Unfortunately, the personal debts of those who received a substandard education from the diploma mills known as Australian Universities don't go away.
Instead, it's magically transferred onto the obligations of the rest of us who are being forced to pay the national debt.
That means that not only have I paid for my own son's University courses, but I get to chip in for a bunch of pierced, purple-haired basket weavers who hate Australia.
That's a disgrace, and it adds to the estimated $20 billion in student debt that will never be repaid.
Of course, it will be popular with those who currently have these debts, and Labor has calculated that only some of the remaining taxpayers left in the country will truly understand.
Many sheeple will assume the debt has magically disappeared and don't understand they'll now be picking up the tab.
It's just another example of how Australia is lost as it pursues increasingly socialistic policies.
Our most successful entrepreneur said as much recently.

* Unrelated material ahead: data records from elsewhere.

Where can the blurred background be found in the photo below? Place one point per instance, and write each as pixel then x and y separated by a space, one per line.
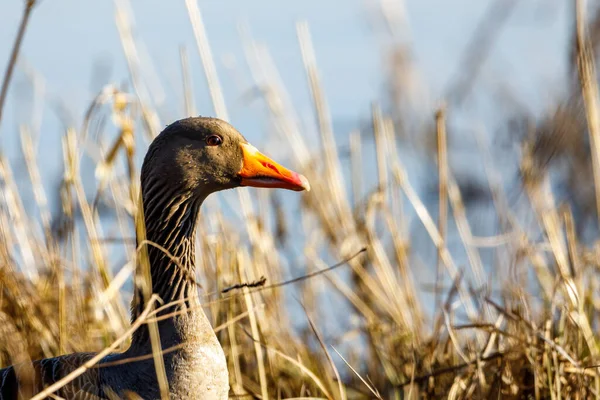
pixel 448 137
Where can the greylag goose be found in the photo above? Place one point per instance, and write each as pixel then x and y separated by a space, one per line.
pixel 186 162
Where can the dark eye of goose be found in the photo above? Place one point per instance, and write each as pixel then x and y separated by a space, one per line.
pixel 214 140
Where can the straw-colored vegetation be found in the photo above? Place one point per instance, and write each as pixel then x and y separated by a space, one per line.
pixel 521 323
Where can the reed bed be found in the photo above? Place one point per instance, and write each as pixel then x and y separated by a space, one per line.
pixel 392 320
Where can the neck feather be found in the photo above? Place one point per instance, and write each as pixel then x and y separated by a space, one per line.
pixel 170 217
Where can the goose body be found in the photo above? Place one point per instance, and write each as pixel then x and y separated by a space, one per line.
pixel 189 160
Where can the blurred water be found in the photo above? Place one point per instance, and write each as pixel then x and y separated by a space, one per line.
pixel 74 47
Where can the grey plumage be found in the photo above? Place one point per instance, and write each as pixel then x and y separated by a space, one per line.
pixel 183 165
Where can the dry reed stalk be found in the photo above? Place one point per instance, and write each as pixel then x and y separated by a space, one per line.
pixel 440 120
pixel 589 90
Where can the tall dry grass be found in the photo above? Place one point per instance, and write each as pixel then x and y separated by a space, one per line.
pixel 522 326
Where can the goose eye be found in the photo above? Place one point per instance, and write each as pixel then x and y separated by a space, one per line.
pixel 214 140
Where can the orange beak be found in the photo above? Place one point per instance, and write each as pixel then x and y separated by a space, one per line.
pixel 259 170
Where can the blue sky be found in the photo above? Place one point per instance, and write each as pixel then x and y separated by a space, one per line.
pixel 71 41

Gina Rinehart was quoted in The Australian:
"The more we do to make investment unwelcome, the more chance we have of going the direction Argentina once did...When people start experiencing blackouts and brownouts, which, yes, I see on the horizon because we’re closing or not maintaining so many of our power stations, they will understand."
I'm pleased someone else has joined my thesis that Australia is heading down the failed Argentine road.